Le zombie plia les petits morceaux d’os déchiquetés qui lui servaient de bras.

— En chair et en os.

— Qu’est-ce qui se passe, ici ? (Ayaan secoua Sarah par l’épaule, mais la jeune vivante ignorait quoi lui répondre.) Qu’est-il arrivé au tsarévitch ? La machine était censée le soigner ! Elle était censée lui rendre son apparence. Qu’est-ce qui a foiré ?

Mael Mag Och haussa les épaules. Ce faisant, la peau sur son torse se déchira davantage et se mit à peler en lambeaux.

— La machine a très bien fonctionné, jeune fille. Ou, du moins, elle aurait pu, si je lui en avais laissé l’occasion.

— Vous ? C’est vous qui l’avez tué ? (Ayaan était presque en train de hurler. Sarah aurait voulu qu’elle se calme.) Comment c’est possible ?

— Ça aide d’avoir des amis en interne.

— Nilla, dit Sarah, qui commençait à comprendre.

Il tenta d’esquisser un sourire, mais ce qui restait de sa bouche dut se contenter d’un soubresaut.

— Dans son plan, il fallait qu’elle réussisse à canaliser l’énergie de la Source. Pour la faire descendre à un niveau acceptable par son organisme. Mais elle a suivi mes ordres et lui a simplement envoyé une petite décharge supplémentaire.

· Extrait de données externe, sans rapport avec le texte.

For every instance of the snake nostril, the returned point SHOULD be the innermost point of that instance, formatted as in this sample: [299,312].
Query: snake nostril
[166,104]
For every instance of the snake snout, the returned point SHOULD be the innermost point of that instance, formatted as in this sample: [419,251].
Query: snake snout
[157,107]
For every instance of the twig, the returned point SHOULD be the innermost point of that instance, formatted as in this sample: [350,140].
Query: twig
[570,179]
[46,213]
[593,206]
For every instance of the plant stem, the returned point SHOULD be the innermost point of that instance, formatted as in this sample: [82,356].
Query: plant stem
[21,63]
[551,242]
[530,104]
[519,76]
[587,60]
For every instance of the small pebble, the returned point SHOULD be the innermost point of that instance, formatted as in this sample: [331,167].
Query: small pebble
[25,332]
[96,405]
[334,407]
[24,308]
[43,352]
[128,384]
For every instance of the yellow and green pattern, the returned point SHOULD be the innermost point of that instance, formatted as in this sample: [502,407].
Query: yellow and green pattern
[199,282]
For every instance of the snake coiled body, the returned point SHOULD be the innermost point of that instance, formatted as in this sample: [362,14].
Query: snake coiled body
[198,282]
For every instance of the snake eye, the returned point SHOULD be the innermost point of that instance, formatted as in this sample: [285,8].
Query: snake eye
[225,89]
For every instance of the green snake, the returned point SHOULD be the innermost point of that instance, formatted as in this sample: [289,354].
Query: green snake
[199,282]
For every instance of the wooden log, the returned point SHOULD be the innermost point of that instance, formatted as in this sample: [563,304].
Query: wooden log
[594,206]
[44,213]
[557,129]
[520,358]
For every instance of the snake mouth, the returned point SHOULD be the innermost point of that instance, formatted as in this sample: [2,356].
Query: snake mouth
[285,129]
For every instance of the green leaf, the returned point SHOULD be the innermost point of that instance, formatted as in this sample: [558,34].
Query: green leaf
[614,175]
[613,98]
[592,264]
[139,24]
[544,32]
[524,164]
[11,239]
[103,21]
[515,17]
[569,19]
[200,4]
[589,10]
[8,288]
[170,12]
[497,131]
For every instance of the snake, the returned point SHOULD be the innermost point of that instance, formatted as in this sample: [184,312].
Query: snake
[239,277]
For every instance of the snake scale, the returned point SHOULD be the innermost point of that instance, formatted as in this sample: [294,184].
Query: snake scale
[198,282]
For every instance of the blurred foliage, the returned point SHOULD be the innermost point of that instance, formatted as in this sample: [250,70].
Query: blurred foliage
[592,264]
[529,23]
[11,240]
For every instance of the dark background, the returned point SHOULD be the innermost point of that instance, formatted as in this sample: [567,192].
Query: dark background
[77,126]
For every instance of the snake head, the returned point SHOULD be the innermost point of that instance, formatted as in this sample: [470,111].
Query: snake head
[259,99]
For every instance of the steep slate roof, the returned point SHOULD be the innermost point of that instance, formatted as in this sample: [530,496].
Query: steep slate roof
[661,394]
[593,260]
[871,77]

— Mais pourquoi ? demanda Ayaan. Pour quelle raison avez-vous fait ça ? Pourquoi l’avez-vous tué ?

— Sarah est au courant, lui dit-il.

Sarah se mordit les lèvres. Elle avait l’impression de comprendre, et cela la terrifiait. Quand Gary lui avait parlé de Mael Mag Och, elle l’avait imaginé comme une sorte de visionnaire ridicule. Quelqu’un dont les idées n’avaient pas évolué d’un pouce depuis le bas Moyen Âge. C’était, naturellement, avant qu’il mette la main sur le pouvoir ultime de la force vitale elle-même.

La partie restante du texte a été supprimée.